Sunday, May 17, 2009

Are you a rock or a sponge?

Yesterday evening at church, Pastor Rick was talking about being aware that we are always in the presence of God. It gave me a lot to think about. I have said here before how I've felt "far from God" at times, though scripturally, I know that is not really the case. 'How much of it is me, and how much of it is God?' has often been my question.

Sometimes I do think God can "hide his face from me" when I am in pain. I don't think that means he leaves me in any way, but just like the moon covered by clouds, the light of God's face can feel obscured by the clouds of pain and sin in this world at times. I believe those clouds pass, but at moments of the worst sorrow, they can be thick, even when I deeply long to see his face and hear his voice.

Before we even got to church, I was telling Mike as we neared the exit ramp that I've felt God speaking to me more often since I've been talking to Him more. I smiled at how obvious this concept seems in terms of human relationships, and how much more so it applies to my relationship with God.
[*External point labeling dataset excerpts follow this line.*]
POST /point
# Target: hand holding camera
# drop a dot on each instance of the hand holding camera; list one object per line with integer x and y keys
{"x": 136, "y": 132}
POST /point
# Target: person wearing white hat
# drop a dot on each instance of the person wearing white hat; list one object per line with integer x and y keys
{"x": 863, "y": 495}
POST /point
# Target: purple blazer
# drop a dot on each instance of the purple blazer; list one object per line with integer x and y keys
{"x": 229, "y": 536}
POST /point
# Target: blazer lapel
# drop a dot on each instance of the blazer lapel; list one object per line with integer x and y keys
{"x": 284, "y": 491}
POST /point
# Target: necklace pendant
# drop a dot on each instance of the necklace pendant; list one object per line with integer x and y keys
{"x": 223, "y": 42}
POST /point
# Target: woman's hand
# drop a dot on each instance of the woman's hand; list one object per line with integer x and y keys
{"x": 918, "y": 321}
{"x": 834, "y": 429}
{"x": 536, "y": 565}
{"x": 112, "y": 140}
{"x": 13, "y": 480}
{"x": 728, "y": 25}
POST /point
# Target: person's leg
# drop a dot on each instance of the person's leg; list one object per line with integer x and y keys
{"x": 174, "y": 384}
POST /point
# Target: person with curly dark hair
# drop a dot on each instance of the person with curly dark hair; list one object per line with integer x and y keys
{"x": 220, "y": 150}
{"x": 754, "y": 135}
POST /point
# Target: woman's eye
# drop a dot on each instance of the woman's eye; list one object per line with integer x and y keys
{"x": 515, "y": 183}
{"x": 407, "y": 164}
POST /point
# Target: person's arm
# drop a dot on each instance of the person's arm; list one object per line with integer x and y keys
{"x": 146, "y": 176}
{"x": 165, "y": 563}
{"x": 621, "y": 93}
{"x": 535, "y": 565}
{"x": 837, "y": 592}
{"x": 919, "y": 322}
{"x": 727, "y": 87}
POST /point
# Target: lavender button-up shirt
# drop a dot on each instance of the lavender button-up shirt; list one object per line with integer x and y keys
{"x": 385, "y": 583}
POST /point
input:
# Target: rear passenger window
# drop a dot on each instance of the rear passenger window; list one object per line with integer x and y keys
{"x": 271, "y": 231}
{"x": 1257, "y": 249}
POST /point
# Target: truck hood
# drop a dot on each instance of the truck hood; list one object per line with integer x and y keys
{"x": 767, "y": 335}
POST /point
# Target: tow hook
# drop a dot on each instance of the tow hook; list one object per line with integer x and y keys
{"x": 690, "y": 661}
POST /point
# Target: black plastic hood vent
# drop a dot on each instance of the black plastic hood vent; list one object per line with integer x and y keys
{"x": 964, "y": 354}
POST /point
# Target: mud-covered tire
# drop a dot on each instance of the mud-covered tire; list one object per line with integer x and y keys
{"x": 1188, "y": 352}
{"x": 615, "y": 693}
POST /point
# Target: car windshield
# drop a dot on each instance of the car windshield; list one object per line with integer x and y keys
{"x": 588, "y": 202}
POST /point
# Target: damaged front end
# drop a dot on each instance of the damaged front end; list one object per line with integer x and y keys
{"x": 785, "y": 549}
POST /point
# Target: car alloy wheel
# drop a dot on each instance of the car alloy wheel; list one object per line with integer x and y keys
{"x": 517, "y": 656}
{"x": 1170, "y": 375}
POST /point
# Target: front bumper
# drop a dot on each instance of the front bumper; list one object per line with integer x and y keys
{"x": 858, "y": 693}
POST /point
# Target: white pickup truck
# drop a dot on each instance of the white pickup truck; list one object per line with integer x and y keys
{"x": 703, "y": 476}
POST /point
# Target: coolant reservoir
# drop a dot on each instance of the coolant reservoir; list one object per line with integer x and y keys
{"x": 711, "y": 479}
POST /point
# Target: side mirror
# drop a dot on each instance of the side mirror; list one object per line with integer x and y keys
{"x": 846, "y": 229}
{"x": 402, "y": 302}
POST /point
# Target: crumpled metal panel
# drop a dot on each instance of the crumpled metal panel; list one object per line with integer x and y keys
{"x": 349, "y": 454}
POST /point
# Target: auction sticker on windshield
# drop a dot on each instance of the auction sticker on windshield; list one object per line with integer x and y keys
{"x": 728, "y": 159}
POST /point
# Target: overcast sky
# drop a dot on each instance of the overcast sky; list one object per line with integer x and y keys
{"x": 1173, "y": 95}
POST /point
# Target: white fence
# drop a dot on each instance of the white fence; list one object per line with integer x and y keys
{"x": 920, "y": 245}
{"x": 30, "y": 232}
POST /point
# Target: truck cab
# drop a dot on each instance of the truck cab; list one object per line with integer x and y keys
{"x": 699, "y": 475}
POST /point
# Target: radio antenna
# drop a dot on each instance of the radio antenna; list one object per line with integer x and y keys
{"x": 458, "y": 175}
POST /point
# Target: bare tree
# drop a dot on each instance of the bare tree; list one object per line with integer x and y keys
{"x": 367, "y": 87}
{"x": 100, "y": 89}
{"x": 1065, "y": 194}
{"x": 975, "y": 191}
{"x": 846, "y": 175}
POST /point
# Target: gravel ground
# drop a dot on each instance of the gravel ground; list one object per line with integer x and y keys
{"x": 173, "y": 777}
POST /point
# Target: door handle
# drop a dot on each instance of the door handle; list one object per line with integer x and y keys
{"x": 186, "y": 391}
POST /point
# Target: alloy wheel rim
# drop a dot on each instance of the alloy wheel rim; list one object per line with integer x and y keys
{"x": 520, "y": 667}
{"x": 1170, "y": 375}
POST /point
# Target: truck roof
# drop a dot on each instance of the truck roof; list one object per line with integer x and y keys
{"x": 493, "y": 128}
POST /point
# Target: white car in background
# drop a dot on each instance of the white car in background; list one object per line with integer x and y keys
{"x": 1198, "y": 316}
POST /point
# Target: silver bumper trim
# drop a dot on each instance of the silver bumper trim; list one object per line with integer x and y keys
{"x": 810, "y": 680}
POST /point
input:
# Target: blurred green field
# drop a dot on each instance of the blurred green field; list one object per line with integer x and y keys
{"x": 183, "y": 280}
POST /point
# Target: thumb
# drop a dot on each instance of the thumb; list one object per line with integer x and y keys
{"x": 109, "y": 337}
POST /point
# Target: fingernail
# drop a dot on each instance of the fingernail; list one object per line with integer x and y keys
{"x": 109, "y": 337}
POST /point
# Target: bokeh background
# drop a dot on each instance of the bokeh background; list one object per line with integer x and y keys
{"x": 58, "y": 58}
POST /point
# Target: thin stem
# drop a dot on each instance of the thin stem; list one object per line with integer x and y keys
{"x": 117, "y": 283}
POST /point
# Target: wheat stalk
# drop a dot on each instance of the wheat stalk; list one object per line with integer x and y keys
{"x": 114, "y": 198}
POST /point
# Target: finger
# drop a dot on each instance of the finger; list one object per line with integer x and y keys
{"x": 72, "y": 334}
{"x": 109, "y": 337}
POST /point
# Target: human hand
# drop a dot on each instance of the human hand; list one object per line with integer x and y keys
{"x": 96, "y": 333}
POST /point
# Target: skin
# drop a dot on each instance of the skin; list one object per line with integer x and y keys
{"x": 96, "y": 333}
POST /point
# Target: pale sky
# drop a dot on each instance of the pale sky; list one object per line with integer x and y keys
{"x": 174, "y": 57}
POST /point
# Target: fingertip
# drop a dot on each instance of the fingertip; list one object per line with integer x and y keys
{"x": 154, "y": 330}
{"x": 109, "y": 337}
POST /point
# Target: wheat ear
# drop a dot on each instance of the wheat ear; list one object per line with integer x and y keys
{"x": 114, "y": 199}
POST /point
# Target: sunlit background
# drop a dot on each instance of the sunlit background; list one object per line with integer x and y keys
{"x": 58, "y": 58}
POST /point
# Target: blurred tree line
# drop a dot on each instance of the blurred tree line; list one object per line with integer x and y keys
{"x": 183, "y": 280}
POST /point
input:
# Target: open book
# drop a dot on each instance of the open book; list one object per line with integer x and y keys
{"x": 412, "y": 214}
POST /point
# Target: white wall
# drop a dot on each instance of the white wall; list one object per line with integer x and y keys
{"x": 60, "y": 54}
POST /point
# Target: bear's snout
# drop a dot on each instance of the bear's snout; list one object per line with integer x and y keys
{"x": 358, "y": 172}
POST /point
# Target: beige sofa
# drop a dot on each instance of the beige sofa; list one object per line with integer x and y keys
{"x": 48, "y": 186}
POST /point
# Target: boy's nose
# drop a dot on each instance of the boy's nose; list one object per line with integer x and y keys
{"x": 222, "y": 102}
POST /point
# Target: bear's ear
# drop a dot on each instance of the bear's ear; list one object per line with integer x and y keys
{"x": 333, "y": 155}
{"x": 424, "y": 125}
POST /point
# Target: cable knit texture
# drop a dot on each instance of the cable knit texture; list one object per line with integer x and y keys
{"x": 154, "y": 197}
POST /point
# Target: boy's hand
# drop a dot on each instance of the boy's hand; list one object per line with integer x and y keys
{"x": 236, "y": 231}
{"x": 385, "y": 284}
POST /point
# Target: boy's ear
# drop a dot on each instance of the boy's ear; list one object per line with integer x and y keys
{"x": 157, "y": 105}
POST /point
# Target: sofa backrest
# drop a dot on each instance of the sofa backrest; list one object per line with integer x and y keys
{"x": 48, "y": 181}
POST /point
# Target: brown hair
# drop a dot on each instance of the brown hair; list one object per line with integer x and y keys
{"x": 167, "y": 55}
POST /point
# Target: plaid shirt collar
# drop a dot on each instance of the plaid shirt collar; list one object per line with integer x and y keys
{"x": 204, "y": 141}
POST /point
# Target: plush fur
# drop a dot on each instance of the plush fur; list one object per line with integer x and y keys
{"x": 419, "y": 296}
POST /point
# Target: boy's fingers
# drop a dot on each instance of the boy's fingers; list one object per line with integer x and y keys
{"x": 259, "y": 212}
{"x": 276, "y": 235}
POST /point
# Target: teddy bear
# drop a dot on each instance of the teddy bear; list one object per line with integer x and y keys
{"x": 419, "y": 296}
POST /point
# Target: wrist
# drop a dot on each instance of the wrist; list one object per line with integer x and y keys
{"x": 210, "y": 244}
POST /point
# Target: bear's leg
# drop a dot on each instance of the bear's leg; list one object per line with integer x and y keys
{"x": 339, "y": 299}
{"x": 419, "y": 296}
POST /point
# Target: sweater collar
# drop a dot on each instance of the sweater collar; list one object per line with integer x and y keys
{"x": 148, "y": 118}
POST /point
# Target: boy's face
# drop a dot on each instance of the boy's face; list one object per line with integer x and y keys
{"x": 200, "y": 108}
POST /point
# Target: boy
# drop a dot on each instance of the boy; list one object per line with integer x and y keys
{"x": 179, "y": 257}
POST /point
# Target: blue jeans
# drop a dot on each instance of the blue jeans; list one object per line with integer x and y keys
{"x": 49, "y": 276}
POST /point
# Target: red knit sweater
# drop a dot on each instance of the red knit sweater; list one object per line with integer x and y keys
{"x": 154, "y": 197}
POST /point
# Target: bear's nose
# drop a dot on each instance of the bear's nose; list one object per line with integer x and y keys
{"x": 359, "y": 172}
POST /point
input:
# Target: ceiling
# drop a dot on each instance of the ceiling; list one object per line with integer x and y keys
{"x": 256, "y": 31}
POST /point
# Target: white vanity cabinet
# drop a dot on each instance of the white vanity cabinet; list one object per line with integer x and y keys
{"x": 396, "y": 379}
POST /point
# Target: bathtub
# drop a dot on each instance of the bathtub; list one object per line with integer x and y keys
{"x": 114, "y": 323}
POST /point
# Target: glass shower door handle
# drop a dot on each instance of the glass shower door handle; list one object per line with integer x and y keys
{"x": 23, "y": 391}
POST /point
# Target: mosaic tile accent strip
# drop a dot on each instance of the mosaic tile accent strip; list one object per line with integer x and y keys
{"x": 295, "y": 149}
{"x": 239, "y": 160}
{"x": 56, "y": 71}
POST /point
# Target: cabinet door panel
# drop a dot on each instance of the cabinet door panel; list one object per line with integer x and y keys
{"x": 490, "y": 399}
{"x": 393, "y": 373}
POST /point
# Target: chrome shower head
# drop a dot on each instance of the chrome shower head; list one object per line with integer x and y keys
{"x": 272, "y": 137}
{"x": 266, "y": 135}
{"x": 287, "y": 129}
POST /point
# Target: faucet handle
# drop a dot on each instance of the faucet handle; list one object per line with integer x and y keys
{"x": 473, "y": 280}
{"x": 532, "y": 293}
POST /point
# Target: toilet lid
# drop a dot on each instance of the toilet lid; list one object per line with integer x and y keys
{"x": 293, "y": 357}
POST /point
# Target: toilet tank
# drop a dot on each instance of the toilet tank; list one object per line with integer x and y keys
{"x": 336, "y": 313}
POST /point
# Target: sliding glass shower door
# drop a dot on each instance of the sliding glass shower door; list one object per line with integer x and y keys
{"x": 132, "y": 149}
At the same time, I acknowledged that God does not always tell me what I want to hear. I want to hear answers to my problems. God wants to teach me lessons in the pain. I learned one of those lessons tonight at church.

There was a terrific visual image used in the sermon of a fish bowl filled with water, representing God's omnipresence. When Pastor Rick held up a rock and placed it in the water, he was showing how any person on earth is always surrounded by God's presence. No matter where they go or what they do, God's eyes see all. God's ears hear all. He is able to be everywhere around the person all the time, just as the water was around every part of the rock in the fish bowl. Then, the pastor pulled out a sponge. As a representation of a believer in Christ, he sunk the sponge into the bowl as a picture of how God not only surrounds the believer but also sinks into the believer's heart, bringing peace, salvation, guidance, and assurance of hope to come. As I watched the sponge in the water, I saw the pastor's hand gently squeezing that sponge. Little air bubbles floated to the top...blip blip blip. He kept squeezing while he was talking, and I thought, "Wow, that believer is really getting squeezed!"

It made sense. You can put a person in God's presence. That person can believe and absorb some of God's teachings, just like I did earlier in life when things went my way for the most part. But when God put the pressure on and began to squeeze me, it felt like all the air had gone out of me. It created a hunger for more of God's presence at just the time when I felt God's presence the least. It made me dig into the hard questions I'd previously pushed aside because they were no longer "someone else's" hard questions. They are now mine. Being squeezed gives me the chance to be soaked, and by the grace of God, I pray that what will fill me when the pressure subsides is not the air of anger and bitterness but the water of God's Spirit. And when I feel the pressure from now on, I will think of that sponge in the pastor's hand-- precious air being squeezed out of the believer, so that the "streams of living water" can rush into this heart of mine-- refreshing me and giving me hope for tomorrow.